More than 30,000 people were forced to evacuate their homes in a matter of moments as flames overwhelmed Louisville, Superior, and several neighboring towns 20 miles northwest of Denver.
"We might have our very own New Year's miracle on our hands if it holds up that there was no loss of life," said Democrat Gov. Jared Polis.
Months of drought and exceptionally warm weather triggered the wildfires, as strong winds fanned the flames, engulfing over 1,500 acres of land in a matter of hours.
— US StormWatch (@US_Stormwatch) December 31, 2021
An estimated 500 homes and buildings were destroyed in what is likely to be the most destructive wildfire in Colorado's history, The Weather Channel reports.
So far, only a few injuries have been reported but Boulder County Sheriff Joe Pelle says the severity of the fires may lead to more serious injuries or deaths.
President Joe Biden on Friday declared a major disaster in the area, allowing the state to access federal disaster funds.
"In the blink of an eye," Gov. Polis said Friday at a news conference, "many families having minutes, minutes to get whatever they could, their pets, their kids into the car and leave."
The fires in Colorado are apocalyptic. Please say a prayer. Superior Colorado has basically burned to the ground. They are saying this is the worst fire in Colorado history. Over 609 structures gone. Praying through Mother Cabrini who is a great intercessor against fire pic.twitter.com/YhoNvNySMq
— Alexis Walkenstein (@walkenstein) December 31, 2021
The wildfires came unusually late in the year as the state experienced one of the warmest December's on record.
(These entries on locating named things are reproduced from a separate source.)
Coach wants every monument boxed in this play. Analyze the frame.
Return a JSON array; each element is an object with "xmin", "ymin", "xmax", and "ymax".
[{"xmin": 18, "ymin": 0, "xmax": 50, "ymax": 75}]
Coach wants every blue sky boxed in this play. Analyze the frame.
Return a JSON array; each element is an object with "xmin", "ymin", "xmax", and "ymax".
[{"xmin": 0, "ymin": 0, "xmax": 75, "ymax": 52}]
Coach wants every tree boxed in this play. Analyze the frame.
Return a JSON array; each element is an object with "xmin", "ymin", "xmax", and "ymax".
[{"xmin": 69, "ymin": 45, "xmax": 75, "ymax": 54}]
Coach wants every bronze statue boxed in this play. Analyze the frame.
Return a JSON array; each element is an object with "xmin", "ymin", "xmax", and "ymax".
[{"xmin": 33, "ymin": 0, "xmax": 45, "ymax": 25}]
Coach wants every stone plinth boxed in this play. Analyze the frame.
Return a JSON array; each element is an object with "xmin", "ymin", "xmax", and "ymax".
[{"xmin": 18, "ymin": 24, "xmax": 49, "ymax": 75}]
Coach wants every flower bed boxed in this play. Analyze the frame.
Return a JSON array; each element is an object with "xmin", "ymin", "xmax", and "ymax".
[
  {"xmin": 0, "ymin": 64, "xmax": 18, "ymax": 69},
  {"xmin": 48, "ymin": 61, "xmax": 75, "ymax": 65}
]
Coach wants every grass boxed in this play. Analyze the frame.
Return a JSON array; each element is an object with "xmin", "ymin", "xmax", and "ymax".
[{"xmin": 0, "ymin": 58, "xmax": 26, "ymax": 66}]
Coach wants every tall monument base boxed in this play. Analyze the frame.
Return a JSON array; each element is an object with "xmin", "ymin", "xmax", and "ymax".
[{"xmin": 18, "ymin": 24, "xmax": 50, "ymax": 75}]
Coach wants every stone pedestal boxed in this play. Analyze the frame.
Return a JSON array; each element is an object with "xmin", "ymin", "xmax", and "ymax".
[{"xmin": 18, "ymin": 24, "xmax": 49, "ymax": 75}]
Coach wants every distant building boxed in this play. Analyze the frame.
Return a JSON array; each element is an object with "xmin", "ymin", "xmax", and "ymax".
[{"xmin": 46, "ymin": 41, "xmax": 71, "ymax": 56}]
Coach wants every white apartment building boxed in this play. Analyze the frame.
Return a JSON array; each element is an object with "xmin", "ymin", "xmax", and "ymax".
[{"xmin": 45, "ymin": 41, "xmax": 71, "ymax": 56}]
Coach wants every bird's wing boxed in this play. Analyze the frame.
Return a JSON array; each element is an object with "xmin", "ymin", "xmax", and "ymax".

Only 1.08 inches of precipitation fell in Denver from July through the end of December, just 15 percent of the average.
#Denver has managed a measly 0.19 inch of precip (rain/melted snow) since Oct. 1, and only 1.08 inches since July 1.
Least on record for July 1 - Dec. 29 period. Average: 7.03 inches.
Last time the official reporting site had at least 1/2 inch in a day was May 30. pic.twitter.com/udDH1Nhm6V
— Jonathan Erdman (@wxjerdman) December 30, 2021
Despite the damage caused by the blaze, locals are focused on recovery efforts and rebuilding their town ... grateful that the aftermath wasn't worse.
"It's unbelievable when you look at the devastation that we don't have a list of 100 missing persons," noted Boulder County Sheriff Joe Pelle.
University of Colorado assistant football coach, Mark Smith tweeted that his family lost everything, but they are blessed to still be alive.
"Just got word that every material possession we had today is now gone," he wrote. "Our home, cars, and everything we had in our home lost to the fires that ripped through our community. Thank you to those who reached out. Processing how to completely start over and grateful for our health."
Just got word that every material possession we had today is now gone. Our home, cars, and everything we had in our home lost to the fires that ripped through our community. Thank you to those who reached out. Processing how to completely start over and grateful for our health.
— Mark Smith (@coachmarksmith) December 31, 2021
Please pray that God will lift up and encourage those affected by the wildfires as relief efforts continue.